Modern winemakers are often not the best critics of wine. Many of them never leave the lab or their winery and have little real world experience. They often see wine exclusively through their component parts. Trained to avoid any bacterial influences, they often respond negatively to wines that are characterful, and positively to wines that are sterile but pure. Very few modern winemakers even have food in mind when they’re crafting their wines.
It’s too bad we can’t turn back the clock and expose newer generations to the wine experiences of the past, but the here and now is the world we live in. What we can do is experience as many different wines as we are able, in many different settings, and approach everything new with a sense of wonder and openness.
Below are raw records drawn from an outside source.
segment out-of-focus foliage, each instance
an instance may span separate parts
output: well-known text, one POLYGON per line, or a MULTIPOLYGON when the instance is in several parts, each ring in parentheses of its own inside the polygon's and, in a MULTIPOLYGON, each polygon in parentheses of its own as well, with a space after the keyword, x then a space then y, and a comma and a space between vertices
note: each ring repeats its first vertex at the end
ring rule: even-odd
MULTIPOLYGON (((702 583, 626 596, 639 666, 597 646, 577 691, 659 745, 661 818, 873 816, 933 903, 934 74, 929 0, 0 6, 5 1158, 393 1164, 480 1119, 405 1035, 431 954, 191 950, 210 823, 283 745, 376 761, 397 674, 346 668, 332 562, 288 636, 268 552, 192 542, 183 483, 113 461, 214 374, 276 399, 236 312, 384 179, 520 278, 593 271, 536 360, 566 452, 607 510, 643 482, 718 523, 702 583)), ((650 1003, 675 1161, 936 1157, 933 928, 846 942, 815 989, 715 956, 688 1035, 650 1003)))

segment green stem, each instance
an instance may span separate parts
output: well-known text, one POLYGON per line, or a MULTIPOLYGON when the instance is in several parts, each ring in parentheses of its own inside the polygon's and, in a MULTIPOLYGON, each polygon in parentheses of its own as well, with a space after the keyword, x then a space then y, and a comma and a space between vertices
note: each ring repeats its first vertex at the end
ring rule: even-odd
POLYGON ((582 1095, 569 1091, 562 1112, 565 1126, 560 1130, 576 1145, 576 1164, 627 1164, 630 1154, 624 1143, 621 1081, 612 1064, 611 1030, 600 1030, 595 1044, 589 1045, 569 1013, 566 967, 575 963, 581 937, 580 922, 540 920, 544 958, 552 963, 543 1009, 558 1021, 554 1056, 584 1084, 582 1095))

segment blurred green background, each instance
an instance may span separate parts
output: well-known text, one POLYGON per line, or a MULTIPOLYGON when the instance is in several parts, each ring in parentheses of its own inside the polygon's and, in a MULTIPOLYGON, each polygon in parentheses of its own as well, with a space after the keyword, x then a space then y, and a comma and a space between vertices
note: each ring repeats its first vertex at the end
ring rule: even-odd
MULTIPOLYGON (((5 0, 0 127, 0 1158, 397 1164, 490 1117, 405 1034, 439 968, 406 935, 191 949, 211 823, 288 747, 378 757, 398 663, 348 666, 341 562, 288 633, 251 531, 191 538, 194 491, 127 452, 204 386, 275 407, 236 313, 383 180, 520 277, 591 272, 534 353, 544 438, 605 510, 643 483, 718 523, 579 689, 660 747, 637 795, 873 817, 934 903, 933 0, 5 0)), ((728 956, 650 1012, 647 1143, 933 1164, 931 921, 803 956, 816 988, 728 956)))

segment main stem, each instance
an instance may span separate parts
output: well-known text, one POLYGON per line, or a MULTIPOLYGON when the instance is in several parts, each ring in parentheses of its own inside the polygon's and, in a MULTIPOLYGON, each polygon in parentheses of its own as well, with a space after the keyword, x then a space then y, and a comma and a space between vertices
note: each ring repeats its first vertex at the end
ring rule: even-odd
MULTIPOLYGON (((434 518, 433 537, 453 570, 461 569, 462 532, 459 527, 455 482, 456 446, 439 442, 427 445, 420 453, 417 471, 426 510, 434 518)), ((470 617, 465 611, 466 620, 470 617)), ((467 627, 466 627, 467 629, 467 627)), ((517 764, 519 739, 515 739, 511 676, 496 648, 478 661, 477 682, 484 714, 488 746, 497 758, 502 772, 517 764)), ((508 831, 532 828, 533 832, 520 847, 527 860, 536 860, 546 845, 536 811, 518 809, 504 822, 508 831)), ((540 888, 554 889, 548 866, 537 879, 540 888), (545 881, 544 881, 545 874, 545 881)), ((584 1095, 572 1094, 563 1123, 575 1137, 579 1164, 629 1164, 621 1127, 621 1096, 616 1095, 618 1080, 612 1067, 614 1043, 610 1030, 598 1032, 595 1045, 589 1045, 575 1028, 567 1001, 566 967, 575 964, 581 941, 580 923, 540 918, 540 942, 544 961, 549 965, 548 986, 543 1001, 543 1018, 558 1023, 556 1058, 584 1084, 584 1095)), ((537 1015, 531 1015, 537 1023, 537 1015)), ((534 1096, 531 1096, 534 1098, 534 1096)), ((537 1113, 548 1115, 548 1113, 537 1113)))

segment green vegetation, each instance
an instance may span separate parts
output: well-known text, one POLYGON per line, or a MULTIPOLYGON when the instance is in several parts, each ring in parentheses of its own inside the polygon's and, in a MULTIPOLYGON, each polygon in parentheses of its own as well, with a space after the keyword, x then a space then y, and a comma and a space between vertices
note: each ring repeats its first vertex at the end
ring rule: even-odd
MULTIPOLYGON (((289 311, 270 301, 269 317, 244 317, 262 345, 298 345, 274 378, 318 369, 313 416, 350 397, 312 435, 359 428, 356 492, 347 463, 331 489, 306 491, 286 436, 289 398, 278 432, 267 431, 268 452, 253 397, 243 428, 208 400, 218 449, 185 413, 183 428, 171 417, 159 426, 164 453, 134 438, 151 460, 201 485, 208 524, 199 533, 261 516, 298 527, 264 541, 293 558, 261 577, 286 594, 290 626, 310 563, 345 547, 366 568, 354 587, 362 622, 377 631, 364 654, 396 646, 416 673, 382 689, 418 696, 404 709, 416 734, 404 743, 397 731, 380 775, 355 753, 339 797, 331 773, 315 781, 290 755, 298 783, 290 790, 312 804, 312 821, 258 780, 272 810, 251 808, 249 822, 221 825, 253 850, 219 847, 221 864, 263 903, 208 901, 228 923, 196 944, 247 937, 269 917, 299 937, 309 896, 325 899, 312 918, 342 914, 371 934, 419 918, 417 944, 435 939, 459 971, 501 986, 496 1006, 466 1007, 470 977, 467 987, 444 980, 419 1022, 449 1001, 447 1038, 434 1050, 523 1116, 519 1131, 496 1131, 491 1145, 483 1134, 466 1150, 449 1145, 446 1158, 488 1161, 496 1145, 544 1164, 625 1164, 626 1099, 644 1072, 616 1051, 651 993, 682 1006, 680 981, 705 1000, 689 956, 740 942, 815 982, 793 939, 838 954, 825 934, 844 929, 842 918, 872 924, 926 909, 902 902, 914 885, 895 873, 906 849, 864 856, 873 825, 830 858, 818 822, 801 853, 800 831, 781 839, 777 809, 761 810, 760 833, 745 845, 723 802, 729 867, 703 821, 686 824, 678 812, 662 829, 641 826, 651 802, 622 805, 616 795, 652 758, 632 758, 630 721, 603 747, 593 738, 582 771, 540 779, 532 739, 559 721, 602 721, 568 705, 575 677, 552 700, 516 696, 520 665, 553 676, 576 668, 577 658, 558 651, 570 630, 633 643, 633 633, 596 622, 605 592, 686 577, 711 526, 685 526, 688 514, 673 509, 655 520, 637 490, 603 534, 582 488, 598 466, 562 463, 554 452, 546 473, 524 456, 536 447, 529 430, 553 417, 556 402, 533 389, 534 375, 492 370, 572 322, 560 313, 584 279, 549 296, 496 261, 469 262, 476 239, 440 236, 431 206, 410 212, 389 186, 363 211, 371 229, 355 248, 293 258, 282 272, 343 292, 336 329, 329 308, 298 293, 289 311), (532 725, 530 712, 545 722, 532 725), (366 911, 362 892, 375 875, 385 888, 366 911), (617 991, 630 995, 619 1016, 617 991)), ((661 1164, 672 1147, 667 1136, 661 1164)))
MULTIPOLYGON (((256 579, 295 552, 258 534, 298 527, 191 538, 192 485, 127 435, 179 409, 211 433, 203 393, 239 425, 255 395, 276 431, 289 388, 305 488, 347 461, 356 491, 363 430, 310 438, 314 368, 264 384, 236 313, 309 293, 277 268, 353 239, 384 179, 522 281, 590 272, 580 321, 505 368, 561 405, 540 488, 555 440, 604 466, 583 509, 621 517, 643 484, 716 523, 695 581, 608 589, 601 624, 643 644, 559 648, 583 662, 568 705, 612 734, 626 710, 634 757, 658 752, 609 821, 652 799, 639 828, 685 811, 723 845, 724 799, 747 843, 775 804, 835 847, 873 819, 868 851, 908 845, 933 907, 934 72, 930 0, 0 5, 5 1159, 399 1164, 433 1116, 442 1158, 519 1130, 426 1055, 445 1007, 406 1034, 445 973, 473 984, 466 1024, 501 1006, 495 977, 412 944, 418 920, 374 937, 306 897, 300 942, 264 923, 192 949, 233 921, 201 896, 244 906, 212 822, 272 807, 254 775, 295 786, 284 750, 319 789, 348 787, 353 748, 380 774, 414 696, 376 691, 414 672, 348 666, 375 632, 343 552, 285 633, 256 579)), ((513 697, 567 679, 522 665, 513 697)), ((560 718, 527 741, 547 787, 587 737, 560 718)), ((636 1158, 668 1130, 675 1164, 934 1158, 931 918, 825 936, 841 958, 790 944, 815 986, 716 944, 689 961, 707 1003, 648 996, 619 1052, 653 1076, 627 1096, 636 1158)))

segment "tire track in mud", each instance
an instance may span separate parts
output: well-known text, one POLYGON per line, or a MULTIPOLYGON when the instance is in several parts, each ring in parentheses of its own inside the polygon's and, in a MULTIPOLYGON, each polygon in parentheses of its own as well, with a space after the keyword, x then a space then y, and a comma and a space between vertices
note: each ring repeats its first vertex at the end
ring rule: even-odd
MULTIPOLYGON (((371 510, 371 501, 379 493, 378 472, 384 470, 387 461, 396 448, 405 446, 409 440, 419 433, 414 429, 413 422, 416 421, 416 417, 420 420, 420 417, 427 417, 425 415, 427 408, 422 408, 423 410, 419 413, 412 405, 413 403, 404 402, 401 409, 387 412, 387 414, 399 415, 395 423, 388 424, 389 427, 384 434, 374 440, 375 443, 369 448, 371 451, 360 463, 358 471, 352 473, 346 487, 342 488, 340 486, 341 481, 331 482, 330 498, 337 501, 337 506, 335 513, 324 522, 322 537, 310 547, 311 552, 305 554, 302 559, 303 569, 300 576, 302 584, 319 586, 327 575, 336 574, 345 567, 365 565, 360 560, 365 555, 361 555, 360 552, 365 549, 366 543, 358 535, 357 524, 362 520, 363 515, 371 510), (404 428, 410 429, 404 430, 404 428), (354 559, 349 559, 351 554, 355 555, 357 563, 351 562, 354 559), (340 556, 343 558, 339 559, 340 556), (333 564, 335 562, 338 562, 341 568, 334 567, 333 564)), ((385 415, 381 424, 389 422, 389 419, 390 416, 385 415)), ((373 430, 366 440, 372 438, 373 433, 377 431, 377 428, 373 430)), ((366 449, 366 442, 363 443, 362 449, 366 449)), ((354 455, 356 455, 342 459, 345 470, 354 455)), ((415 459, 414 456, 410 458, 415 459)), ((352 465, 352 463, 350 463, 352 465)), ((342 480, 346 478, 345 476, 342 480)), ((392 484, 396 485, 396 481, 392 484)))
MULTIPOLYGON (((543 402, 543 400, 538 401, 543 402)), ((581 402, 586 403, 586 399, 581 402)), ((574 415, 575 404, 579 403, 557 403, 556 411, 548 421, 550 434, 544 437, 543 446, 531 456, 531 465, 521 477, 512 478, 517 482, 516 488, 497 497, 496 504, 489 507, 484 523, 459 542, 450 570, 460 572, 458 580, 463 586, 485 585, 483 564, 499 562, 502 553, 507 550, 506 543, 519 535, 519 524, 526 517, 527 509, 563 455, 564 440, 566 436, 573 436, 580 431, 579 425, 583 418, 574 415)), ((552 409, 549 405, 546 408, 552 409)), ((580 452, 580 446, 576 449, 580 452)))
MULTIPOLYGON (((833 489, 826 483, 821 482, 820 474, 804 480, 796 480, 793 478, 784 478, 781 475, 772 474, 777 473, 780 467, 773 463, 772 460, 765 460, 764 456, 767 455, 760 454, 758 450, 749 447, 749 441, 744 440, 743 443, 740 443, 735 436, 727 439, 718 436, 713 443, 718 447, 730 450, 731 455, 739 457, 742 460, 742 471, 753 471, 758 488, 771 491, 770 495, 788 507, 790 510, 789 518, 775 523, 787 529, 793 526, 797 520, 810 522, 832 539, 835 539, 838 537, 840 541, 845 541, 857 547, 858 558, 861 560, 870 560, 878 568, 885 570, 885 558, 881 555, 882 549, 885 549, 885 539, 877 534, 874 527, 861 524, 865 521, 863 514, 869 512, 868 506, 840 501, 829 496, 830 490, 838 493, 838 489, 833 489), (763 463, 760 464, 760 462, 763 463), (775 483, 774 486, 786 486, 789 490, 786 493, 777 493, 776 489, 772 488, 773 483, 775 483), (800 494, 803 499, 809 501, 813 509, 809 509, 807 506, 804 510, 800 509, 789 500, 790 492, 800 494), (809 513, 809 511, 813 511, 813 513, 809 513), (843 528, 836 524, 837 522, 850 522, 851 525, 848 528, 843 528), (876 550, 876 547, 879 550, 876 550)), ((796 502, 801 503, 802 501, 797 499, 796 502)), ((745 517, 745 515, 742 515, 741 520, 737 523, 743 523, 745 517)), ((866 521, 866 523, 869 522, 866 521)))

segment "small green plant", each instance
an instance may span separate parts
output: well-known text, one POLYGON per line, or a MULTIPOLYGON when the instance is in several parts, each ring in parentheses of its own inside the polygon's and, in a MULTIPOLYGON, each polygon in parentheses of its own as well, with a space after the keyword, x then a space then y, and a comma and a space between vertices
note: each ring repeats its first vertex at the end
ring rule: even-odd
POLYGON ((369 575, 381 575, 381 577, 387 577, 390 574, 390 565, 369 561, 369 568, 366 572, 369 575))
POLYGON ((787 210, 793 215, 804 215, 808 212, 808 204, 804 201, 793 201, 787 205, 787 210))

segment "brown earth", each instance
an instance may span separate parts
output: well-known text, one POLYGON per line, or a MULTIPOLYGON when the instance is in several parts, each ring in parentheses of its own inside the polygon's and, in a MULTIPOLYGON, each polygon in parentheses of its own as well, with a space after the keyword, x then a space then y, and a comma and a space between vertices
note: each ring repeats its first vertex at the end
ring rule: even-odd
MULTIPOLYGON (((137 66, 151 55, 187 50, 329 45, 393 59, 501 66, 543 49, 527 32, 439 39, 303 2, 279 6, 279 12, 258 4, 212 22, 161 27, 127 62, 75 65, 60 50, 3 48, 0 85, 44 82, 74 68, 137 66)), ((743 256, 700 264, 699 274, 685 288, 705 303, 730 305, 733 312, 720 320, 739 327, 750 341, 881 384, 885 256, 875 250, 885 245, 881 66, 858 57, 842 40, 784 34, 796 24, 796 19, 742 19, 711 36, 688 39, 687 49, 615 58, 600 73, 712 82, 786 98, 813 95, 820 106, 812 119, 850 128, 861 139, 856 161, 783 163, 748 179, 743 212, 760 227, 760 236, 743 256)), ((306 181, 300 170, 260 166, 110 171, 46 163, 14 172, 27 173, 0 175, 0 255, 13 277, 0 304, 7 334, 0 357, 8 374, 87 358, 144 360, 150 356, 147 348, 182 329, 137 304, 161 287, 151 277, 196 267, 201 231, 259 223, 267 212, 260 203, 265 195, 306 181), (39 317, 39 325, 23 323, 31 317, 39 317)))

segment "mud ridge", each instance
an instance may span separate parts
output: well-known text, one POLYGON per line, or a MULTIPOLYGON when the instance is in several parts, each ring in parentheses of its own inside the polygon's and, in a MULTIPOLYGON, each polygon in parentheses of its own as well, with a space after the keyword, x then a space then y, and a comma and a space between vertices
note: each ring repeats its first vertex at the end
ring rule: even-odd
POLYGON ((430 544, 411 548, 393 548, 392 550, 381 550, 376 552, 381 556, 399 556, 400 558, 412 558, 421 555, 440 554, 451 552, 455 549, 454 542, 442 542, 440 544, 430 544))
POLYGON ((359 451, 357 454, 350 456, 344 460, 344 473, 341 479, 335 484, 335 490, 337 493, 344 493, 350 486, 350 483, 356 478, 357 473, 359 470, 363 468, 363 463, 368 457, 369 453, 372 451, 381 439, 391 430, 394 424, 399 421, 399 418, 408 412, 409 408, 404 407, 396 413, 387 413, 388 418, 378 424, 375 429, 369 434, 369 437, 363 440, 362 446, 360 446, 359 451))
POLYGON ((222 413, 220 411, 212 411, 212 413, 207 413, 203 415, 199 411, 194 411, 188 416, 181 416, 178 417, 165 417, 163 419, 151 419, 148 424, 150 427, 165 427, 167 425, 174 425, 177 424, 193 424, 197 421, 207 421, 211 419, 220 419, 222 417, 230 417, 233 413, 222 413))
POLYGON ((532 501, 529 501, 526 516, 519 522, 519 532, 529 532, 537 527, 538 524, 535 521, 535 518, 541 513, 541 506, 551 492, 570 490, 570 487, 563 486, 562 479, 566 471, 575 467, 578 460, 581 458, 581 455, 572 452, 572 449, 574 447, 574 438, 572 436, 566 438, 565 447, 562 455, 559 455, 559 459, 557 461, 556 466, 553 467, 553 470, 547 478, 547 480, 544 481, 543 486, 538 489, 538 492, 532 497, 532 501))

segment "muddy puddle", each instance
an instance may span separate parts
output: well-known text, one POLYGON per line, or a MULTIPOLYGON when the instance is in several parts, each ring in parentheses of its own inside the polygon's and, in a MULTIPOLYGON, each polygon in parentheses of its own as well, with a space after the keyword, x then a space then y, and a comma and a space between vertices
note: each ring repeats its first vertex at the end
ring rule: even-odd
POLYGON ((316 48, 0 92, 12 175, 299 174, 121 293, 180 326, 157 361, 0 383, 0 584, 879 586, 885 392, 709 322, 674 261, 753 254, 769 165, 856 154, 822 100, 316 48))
Try to cajole experienced wine collectors into sharing an older bottle to experience the tastes and complexities of aged wine. Try to imagine how they tasted in their youth—probably very different from most wines made today. Ideally, a wine lover should travel abroad to sample Europe’s regional wines with their regional food counterparts to gain a new and expansive understanding and appreciation of wine.
Back at home, put two stems at each place setting (maybe pour two wines of a single type, or even a red and a white) to compare and contrast the effect food has on different wines and the effect each wine has on your food. In short, have as many wine experiences in as many settings as you can. You see, opinions and preferences can and do change dramatically with experience.
One of my personal and professional goals is to have each of our customers get the maximum pleasure out of every wine that leaves our store. That can only happen if our customers are willing to “listen” to each wine instead of downing it in one gulp. Your ideal wine may be your companion’s “dog” and vice versa. But both of you may be surprised to discover that in the right setting, with the right foods, you may not be so different in your evaluation of the same wine you once argued about.